CAT 2018 Slot 2 QA Question & Solution
Question
If a and b are integers such that $2x^2−ax+2>0$ and $x^2−bx+8≥0$ for all real numbers $x$, then the largest possible value of $2a−6b$ is
Solution
Let f(x) = $2x^2−ax+2$. We can see that f(x) is a quadratic function.
For, f(x) > 0, Discriminant (D) < 0
$\Rightarrow$ $(-a)^2-4*2*2<0$
$\Rightarrow$ (a-4)(a+4)<0
$\Rightarrow$ a $\epsilon$ (-4, 4)
Therefore, integer values that 'a' can take = {-3, -2, -1, 0, 1, 2, 3}
Let g(x) = $x^2−bx+8$. We can see that g(x) is also a quadratic function.

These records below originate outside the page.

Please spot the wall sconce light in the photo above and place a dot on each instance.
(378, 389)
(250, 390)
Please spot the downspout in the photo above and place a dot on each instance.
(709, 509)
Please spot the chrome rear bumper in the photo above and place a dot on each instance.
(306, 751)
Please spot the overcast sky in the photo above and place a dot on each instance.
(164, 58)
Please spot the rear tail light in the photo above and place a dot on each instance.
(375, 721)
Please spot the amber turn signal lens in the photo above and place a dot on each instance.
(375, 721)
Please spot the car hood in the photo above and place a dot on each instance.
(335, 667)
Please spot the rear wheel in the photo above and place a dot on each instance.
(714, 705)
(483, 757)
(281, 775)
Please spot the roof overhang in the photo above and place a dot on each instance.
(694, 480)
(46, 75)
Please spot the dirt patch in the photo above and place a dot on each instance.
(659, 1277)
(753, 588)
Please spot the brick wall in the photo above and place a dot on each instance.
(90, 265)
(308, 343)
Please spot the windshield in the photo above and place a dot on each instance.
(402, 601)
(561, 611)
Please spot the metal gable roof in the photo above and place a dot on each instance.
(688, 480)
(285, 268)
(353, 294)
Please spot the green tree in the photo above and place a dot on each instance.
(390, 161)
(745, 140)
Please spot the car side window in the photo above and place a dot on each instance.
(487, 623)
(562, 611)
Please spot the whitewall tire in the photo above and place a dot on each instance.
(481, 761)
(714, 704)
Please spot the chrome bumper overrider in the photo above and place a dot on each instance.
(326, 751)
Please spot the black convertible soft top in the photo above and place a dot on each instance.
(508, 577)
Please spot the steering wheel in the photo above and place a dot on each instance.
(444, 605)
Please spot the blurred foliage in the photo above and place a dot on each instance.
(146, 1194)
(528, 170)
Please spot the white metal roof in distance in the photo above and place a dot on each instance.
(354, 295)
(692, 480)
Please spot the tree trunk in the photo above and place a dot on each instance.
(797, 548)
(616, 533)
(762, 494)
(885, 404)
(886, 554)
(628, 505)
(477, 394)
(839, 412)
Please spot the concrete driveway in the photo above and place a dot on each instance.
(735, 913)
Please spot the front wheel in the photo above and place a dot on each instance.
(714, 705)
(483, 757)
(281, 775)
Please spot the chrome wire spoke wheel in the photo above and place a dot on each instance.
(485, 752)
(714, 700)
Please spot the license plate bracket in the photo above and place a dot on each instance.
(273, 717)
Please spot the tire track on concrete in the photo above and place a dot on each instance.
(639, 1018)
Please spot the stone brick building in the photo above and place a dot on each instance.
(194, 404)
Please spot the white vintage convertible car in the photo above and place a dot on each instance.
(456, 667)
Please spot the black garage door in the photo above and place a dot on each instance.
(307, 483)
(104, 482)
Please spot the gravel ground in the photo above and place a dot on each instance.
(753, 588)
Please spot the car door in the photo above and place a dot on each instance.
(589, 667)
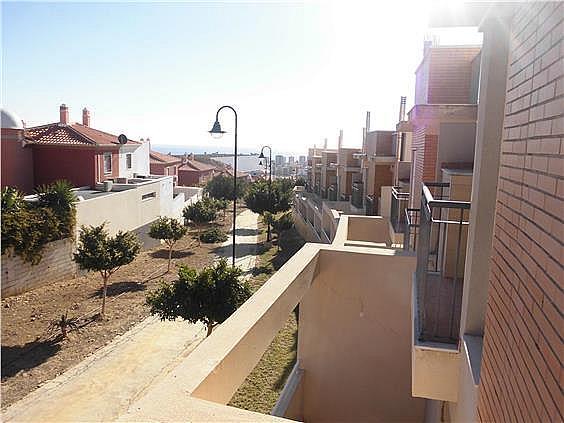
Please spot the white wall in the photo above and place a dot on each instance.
(139, 160)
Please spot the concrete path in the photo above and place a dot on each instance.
(102, 387)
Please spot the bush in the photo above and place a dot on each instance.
(213, 235)
(27, 227)
(98, 251)
(209, 296)
(168, 230)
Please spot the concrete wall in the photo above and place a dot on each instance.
(127, 210)
(56, 264)
(139, 160)
(17, 161)
(456, 143)
(354, 340)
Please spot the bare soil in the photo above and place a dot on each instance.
(33, 354)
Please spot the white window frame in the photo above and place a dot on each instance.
(107, 171)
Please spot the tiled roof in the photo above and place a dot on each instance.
(157, 157)
(194, 165)
(73, 134)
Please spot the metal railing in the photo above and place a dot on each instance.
(371, 205)
(357, 194)
(332, 192)
(397, 213)
(438, 232)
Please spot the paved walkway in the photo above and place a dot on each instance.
(102, 387)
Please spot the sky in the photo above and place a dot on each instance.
(297, 72)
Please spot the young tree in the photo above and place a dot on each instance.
(209, 296)
(199, 213)
(168, 230)
(100, 252)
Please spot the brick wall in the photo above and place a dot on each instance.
(56, 264)
(521, 376)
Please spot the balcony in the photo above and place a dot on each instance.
(357, 194)
(438, 234)
(400, 201)
(353, 353)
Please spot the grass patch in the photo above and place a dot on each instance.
(261, 389)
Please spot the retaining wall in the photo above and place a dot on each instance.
(56, 264)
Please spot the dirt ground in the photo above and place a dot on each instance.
(33, 354)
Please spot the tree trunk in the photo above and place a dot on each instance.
(169, 258)
(104, 292)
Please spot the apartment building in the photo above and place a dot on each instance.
(376, 341)
(443, 119)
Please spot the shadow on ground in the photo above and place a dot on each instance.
(25, 357)
(163, 253)
(117, 288)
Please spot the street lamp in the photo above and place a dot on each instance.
(269, 164)
(216, 132)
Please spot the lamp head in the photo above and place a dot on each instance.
(216, 131)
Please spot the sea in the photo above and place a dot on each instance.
(245, 163)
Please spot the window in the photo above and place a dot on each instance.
(107, 163)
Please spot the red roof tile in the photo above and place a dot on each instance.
(73, 134)
(194, 165)
(156, 157)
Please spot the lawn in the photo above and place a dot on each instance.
(261, 389)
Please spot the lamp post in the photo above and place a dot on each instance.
(216, 132)
(269, 164)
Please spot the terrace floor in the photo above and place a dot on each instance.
(442, 298)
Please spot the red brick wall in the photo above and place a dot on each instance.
(425, 160)
(77, 165)
(450, 75)
(521, 376)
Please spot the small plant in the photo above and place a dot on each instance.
(64, 324)
(209, 296)
(170, 231)
(199, 213)
(213, 235)
(100, 252)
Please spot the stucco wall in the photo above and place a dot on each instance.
(354, 340)
(17, 162)
(56, 264)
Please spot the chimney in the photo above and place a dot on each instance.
(402, 109)
(64, 114)
(85, 117)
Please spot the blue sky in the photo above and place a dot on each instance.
(296, 72)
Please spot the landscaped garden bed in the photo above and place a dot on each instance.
(33, 354)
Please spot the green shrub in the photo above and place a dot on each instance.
(213, 235)
(209, 296)
(27, 227)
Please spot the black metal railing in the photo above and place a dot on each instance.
(411, 229)
(332, 192)
(357, 194)
(400, 201)
(371, 205)
(438, 233)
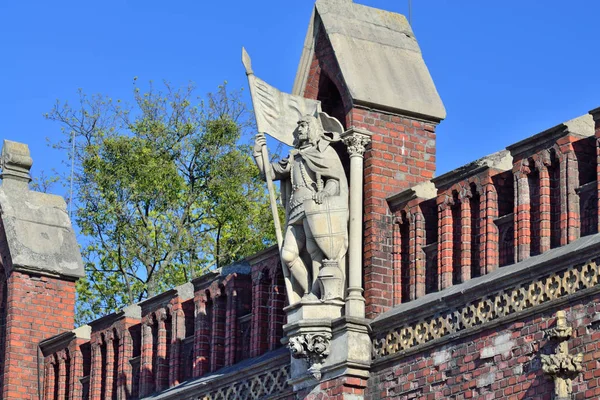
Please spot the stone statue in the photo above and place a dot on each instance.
(314, 191)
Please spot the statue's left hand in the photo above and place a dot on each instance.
(319, 197)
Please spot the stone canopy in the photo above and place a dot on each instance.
(378, 44)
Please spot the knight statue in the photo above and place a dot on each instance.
(314, 191)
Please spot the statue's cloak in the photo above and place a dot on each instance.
(322, 159)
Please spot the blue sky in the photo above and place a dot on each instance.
(504, 69)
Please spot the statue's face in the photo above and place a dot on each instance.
(302, 132)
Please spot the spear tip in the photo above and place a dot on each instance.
(246, 61)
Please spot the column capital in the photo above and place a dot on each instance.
(356, 140)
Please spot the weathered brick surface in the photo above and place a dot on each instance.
(37, 307)
(499, 363)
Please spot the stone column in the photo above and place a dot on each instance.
(356, 140)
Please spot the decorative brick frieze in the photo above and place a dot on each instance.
(500, 296)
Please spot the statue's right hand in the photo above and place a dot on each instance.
(259, 142)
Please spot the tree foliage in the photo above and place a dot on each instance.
(163, 191)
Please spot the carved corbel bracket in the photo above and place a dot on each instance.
(561, 366)
(314, 347)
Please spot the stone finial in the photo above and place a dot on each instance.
(16, 163)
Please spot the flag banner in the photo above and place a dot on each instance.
(277, 113)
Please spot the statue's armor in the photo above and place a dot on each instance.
(304, 186)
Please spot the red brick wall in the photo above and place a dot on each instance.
(38, 307)
(499, 363)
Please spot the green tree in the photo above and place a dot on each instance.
(163, 191)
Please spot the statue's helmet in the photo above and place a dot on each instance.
(314, 129)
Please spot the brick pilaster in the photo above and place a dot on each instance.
(397, 262)
(177, 335)
(109, 364)
(545, 230)
(49, 378)
(465, 235)
(124, 368)
(217, 341)
(161, 378)
(96, 369)
(522, 214)
(260, 314)
(37, 307)
(76, 370)
(276, 304)
(490, 238)
(445, 241)
(418, 237)
(146, 373)
(570, 220)
(201, 336)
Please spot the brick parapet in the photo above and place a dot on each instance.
(37, 308)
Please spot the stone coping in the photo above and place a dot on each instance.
(132, 311)
(61, 341)
(262, 255)
(380, 44)
(424, 190)
(508, 293)
(227, 376)
(582, 126)
(500, 161)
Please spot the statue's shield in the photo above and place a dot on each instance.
(328, 223)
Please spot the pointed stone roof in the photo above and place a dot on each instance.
(379, 58)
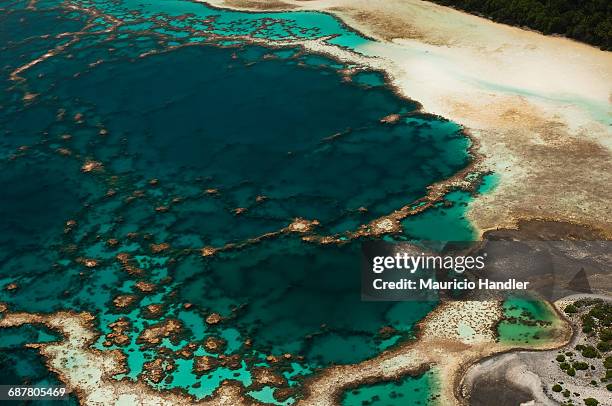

For, g(x)≥0, Discriminant (D) $\leq$ 0
$\Rightarrow$ $(-b)^2-4*8*1<0$
$\Rightarrow$ $(b-\sqrt{32})(b+\sqrt{32})<0$
$\Rightarrow$ b $\epsilon$ (-$\sqrt{32}$, $\sqrt{32}$)
Therefore, integer values that 'b' can take = {-5, -4, -3, -2, -1, 0, 1, 2, 3, 4, 5}
We have to find out the largest possible value of $2a−6b$. The largest possible value will occur when 'a' is maximum and 'b' is minimum.
a$_{max}$ = 3, b$_{min}$ = -5
Therefore, the largest possible value of $2a−6b$ = 2*3 - 6*(-5) = 36.